Other fisheries have seen similar criticism’s of MRIP data, coming from writers, editors and anglers who are less interested in fact-based truths and more concerned with creating or believing a narrative that casts themselves as victims of a nefarious federal management system.

Yet it only takes a modicum of effort to prove that the alternative facts such folks choose to believe are not really facts at all.  The National Academy’s report is a good place to start, but folks unwilling to read a hundred or so pages of fairly dry analysis and recommendations, but willing to learn how the recreational data system really works, will find that NMFS has done an exemplary job of explaining the process in language that is readily accessible to the layman.

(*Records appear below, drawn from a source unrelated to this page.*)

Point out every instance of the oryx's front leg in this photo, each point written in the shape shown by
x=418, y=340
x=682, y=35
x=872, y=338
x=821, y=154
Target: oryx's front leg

It has produced a number of brochures, fact sheets, infographics and videos that are designed for anglers, and explain how recreational data is gathered and used, which are all made available on a single web page.

Anyone seeking more detail on how angler intercepts—the in-person interviews and catch samples—and effort surveys are combined into catch estimates can find it on another web page, while those seeking even more detail can download the Recreational Fishing Survey Design and Statistical Methods Manual which, for those willing to do the reading, sets out exactly how the survey works.

The Bible says that

“The truth will set you free.”

That wisdom applies to all facets of life, and it thus behooves any angler wanting to be free of the unfounded rumors and conspiracy theories that cloud the issue of recreational data to take some time to seek out the truth, which is most definitely out there, and easily found simply by clicking on some of the links provided above.

Those who seek the truth not hear what they want to hear, but they’ll learn what they need to know.